Le milliardaire co-fondateur de Google Larry Page aurait été autorisé à entrer dans Nouvelle-Zélande, malgré la fermeture de la frontière aux non-résidents.

Choses signalées que Page, qui est la sixième personne la plus riche du monde, s’est rendu dans le pays après que son enfant est tombé malade aux Fidji et a dû être hospitalisé en Nouvelle-Zélande.

L’homme d’affaires et multimillionnaire néo-zélandais Sir Stephen Tindall, qui connaît Page, a déclaré que le milliardaire avait passé la pandémie de Covid-19 aux Fidji.

Il a dit que le jeune enfant de Stuff Page avait besoin d’un traitement à l’hôpital pour enfants Starship d’Auckland. La visite a eu lieu « il y a longtemps ».

La Nouvelle-Zélande a contrôles aux frontières extrêmement stricts en place, obligeant les rapatriés à passer deux semaines dans un centre d’isolement et de quarantaine géré par le gouvernement, afin de maintenir sa stratégie d’élimination de Covid-19.

L’entrée est si difficile que les citoyens néo-zélandais désespérés sont se plaindre d’une extrême difficulté pour obtenir une place dans un isolement géré.

L’entrée est principalement réservée aux citoyens néo-zélandais et aux résidents permanents, mais des approbations spéciales peuvent être accordées si quelqu’un doit voyager pour des « raisons critiques », y compris des raisons de santé. Cette catégorie nécessite l’approbation du ministère de la Santé ou d’un Conseil régional de la santé.
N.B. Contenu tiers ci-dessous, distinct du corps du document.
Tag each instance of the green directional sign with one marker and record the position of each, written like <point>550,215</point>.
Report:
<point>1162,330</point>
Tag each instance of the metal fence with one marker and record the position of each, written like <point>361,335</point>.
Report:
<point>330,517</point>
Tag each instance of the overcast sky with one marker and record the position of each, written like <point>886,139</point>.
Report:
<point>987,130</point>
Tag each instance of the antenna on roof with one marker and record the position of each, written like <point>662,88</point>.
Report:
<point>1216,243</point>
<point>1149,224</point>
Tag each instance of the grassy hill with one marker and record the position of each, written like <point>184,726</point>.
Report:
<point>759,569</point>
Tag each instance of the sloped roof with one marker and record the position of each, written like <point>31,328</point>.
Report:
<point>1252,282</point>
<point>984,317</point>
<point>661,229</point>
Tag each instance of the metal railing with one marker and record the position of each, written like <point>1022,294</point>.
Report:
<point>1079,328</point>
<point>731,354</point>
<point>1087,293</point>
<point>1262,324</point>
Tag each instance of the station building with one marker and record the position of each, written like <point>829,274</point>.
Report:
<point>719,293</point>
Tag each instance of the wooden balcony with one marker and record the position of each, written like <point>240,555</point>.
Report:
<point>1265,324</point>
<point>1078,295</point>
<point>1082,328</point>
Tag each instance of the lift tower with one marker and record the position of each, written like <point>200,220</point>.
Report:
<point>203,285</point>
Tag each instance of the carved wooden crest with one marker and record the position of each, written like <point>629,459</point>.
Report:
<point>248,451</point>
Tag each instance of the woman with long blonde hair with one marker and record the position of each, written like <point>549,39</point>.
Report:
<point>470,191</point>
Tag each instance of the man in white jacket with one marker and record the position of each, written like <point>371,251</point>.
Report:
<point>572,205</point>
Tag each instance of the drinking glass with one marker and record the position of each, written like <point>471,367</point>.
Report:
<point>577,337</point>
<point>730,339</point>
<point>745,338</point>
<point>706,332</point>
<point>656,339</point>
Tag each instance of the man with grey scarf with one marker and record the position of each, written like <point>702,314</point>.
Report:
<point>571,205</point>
Immigration NZ a déclaré que Page remplissait les conditions pour être autorisé à entrer en Nouvelle-Zélande, bien qu’il ne soit pas un résident permanent. Il n’a pas révélé si Page est un citoyen néo-zélandais.

Immigration NZ a refusé de commenter davantage l’affaire, y compris les motifs d’approbation de son entrée et s’il devait passer deux semaines en isolement géré, invoquant des problèmes de confidentialité.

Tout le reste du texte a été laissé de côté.